2017年11月19日礼拝説教 「創造主に魂をゆだねよ」

2017年11月19日

聖書=ペトロの手紙4章17-19節

創造主に魂をゆだねよ

 

 ペトロ第一の手紙は、苦難について多くのことを教えています。信仰に入ることは人生から苦しみをなくす道だと考える方がいたら失望すると思う。信仰を持ったからといって苦しみがなくなるわけではない。苦しみに耐え抜く力が与えられる。神の愛を疑うことなく信仰の戦いを続けていくために、キリスト者の受ける苦難の意味を教えているのです。苦難は信仰者にとりマイナスではなく、むしろキリスト者を鍛えていくのです。

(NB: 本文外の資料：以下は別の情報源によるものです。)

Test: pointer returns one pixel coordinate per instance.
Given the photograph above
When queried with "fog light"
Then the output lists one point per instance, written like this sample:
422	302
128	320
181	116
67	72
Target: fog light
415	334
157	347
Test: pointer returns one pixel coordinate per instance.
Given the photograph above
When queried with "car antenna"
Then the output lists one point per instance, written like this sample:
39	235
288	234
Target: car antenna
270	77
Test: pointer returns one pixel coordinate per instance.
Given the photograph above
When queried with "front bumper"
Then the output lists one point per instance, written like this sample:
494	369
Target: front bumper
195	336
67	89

 ペトロは「今こそ、神の家から裁きが始まる時です」と記す。「神の家から裁きが始まる」とは、どういうことか。「神の家」とは建物のことではない。神に属する者たち、神の民を指しています。神の民は神から多くの祝福、恵みをいただいています。罪が赦され、神の子とされています。永遠の命も与えられています。それに伴って、実は多くの責任も求められるのです。「あなたは神の民として生きているか」と責任を問われるのです。

 「神の裁き」が神の家から始められることは、旧約時代からの神の大原則でした。旧約の神の民イスラエルが神に従わない歩みをする。偶像を礼拝したり、神をないがしろにすると、神は先ずイスラエルを厳しく罰します。「神の家」とは神の住処とされるところです。ですから、神がおいでになる時、神は先ずご自分の住まいとされるところを潔めます。主イエスが最後にエルサレムに入られた時、先ずなさったことは宮潔めでした。神はご自身が住まいするところですから潔めようとされるのです。

 今日、神の家とは神の教会のことです。教会は決して建物ではありません。神の教会とは信徒の交わり、神の民の共同体です。信仰者一人一人が教会を成り立たせているのです。そして神は、この教会を先ず潔められます。神を礼拝する者としてふさわしく整えるために潔めるのです。旧約の時代には、神の民イスラエルを潔めるために、近隣諸国のアッシリアやバビロニアという国々が神のしもべとして用いられました。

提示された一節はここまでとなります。